Global stocks are set to close out the worst year since the 2008 financial crisis after the battle by central banks to tame inflation and the war in Ukraine sent powerful waves rushing across asset markets. The broad MSCI All-World index of developed and emerging market equities has shed nearly a fifth of its value in 2022, with bourses from Wall Street to Shanghai and Frankfurt all notching up significant losses. Bond markets also endured heavy selling: the US 10-year government bond yield, a global benchmark for long-term borrowing costs, has shot up to 3.8 per cent from about 1.5 per cent at the end of last year — the biggest annual increase on Bloomberg records stretching to the 1960s.
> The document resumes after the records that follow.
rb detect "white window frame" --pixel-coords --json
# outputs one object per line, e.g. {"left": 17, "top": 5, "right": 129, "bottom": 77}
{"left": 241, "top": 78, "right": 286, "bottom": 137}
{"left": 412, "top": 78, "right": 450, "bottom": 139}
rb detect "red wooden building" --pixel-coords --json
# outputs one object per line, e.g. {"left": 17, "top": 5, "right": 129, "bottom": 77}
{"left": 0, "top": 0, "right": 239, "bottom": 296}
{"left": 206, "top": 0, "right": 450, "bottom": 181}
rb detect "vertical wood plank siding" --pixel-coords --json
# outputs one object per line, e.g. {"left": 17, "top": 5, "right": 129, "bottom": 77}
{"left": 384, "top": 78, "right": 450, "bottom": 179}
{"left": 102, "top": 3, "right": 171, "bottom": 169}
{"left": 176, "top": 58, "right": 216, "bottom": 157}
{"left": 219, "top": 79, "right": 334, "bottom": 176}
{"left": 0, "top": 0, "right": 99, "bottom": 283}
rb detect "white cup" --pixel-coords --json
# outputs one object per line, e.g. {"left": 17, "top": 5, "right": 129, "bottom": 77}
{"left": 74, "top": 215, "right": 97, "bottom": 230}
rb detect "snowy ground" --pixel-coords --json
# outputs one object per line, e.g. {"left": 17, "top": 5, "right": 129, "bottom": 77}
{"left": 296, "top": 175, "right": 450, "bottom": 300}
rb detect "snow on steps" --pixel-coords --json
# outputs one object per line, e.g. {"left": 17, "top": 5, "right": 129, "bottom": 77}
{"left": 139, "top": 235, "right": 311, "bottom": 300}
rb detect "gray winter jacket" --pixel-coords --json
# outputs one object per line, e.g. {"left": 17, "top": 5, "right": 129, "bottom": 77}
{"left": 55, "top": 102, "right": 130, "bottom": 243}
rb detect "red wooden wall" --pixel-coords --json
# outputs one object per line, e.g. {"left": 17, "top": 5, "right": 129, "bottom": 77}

Global dealmaking suffered a record fall during the second half of this year, as rising interest rates and economic uncertainty brought a period of frenzied activity to an abrupt close. Mergers and acquisitions worth $1.4tn were announced during the six months to December, down from the $2.2tn agreed in the first half of 2022. It was the biggest swing, from one six-month period to the next, since records began in 1980. The overall volume of deals struck globally in 2022 was down 38 per cent from 2021, the largest year-on-year drop since 2001.
European natural gas prices have fallen to levels last recorded before Russia’s full-scale invasion of Ukraine in February, as warmer weather helps the continent to preserve its reserves.